No fue mi culpa. Entrevista con Ana Lorena Pérez, directora de la serie.

No fue mi culpa es una producción realizada en tres versiones locales para México, Colombia y Brasil. Narra historias de víctimas de feminicidios y de personas afectadas por todo tipo de violencia de género. Inspiradas en hechos reales de mujeres de diversas edades, clases sociales y lugares de origen.

La historia de No fue mi culpa (México)narra un nuevo caso en cada episodio unitario, al tiempo que presenta una historia central que atraviesa toda la serie. La investigación que lleva adelante Mariana (Paulina Gaitán) sobre la misteriosa desaparición y posterior muerte de su hermana Lili (Giovanna Utrilla).

Tuvimos la oportunidad de platicar un poco con Ana Lorena Pérez, una de las directoras de la serie No fue mi culpa. Una serie original de Srar+ llena grandes talentos tanto frente a las cámaras como detrás de ellas.

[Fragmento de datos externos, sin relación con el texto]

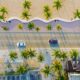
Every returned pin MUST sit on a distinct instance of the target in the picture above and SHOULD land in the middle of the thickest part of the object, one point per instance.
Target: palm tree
(47, 12)
(56, 53)
(3, 11)
(63, 55)
(25, 14)
(46, 70)
(59, 27)
(37, 29)
(40, 58)
(20, 26)
(57, 67)
(77, 14)
(25, 54)
(13, 55)
(5, 28)
(27, 4)
(57, 4)
(21, 69)
(32, 53)
(49, 27)
(31, 25)
(46, 8)
(74, 54)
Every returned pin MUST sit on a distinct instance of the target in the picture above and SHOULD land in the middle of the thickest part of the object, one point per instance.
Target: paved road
(8, 40)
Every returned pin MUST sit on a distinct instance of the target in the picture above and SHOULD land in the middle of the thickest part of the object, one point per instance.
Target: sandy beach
(15, 8)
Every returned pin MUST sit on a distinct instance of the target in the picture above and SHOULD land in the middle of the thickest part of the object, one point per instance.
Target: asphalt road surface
(9, 40)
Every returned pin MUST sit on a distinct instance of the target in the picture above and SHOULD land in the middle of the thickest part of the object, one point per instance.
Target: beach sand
(15, 8)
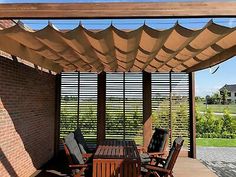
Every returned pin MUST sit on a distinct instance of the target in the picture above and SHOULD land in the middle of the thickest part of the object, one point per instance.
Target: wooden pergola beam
(117, 10)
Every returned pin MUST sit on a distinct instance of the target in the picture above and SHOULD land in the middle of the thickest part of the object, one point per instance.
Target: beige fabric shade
(145, 49)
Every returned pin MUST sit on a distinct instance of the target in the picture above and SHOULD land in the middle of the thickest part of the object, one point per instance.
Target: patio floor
(185, 167)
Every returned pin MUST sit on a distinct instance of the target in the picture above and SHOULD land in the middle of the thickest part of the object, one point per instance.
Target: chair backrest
(81, 141)
(159, 140)
(174, 153)
(72, 150)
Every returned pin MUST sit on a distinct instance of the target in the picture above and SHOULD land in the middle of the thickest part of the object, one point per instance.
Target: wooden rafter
(118, 10)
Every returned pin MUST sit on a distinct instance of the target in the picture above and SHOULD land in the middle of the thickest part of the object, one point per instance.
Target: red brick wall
(27, 113)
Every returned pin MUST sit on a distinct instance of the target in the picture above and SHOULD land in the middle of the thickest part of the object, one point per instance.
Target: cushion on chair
(81, 141)
(145, 158)
(74, 149)
(178, 141)
(158, 140)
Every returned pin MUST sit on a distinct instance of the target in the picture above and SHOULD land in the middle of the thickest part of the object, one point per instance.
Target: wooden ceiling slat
(186, 50)
(118, 10)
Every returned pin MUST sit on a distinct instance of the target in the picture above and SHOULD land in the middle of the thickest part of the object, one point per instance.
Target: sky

¿Cuál fue la razón por la que decidiste participar en una serie que trata sobre feminicidios?

Por la urgencia de contar estas historias. Para abrir el camino a tener pláticas sobre este tema y alzar la voz por aquellas que no pueden. 

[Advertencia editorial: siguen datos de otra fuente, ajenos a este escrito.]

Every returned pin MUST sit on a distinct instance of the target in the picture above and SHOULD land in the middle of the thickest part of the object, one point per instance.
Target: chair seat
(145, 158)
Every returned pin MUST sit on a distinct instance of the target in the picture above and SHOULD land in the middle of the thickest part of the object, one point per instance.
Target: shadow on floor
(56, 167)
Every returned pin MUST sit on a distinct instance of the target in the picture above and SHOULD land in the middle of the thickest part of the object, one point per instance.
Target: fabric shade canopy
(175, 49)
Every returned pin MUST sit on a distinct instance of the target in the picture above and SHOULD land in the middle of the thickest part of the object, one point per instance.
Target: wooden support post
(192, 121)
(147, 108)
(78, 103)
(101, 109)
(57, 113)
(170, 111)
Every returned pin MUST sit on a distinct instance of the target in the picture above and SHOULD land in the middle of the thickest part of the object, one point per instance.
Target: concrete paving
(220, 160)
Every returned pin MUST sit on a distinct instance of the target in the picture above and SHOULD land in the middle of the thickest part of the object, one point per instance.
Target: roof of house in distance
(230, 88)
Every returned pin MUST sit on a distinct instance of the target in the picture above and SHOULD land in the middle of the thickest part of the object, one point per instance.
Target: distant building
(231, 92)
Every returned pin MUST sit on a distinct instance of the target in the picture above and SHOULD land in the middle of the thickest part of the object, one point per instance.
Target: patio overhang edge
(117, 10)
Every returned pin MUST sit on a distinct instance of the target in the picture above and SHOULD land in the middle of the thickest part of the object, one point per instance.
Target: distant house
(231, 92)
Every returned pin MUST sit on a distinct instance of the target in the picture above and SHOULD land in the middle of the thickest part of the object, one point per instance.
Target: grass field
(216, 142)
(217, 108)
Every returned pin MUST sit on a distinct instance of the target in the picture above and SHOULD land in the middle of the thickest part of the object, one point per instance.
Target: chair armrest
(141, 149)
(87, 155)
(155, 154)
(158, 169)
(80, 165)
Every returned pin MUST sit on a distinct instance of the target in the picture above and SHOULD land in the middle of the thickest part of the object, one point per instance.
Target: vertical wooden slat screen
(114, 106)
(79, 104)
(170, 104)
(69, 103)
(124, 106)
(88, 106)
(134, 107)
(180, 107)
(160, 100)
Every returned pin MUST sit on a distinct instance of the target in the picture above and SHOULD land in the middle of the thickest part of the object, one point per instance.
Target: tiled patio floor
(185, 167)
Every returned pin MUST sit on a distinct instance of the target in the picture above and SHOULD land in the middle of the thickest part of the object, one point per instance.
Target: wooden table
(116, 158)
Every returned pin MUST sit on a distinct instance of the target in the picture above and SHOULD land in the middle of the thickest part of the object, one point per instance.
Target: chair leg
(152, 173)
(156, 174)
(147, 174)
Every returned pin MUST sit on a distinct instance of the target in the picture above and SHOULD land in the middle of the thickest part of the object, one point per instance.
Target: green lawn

¿La serie «No fue mi culpa» va dirigida hacia un gremio en específico?

No realmente. Esta serie es para que las mujeres puedan identificarse con que no son las únicas. Que no están solas, para nosotros es muy importante que cualquiera que pueda ver esta serie y sienta medianamente que tenga relaciones que se acercan a esta violencia puedan sentir que su situación no es única. Que están acompañadas y que no están solas. 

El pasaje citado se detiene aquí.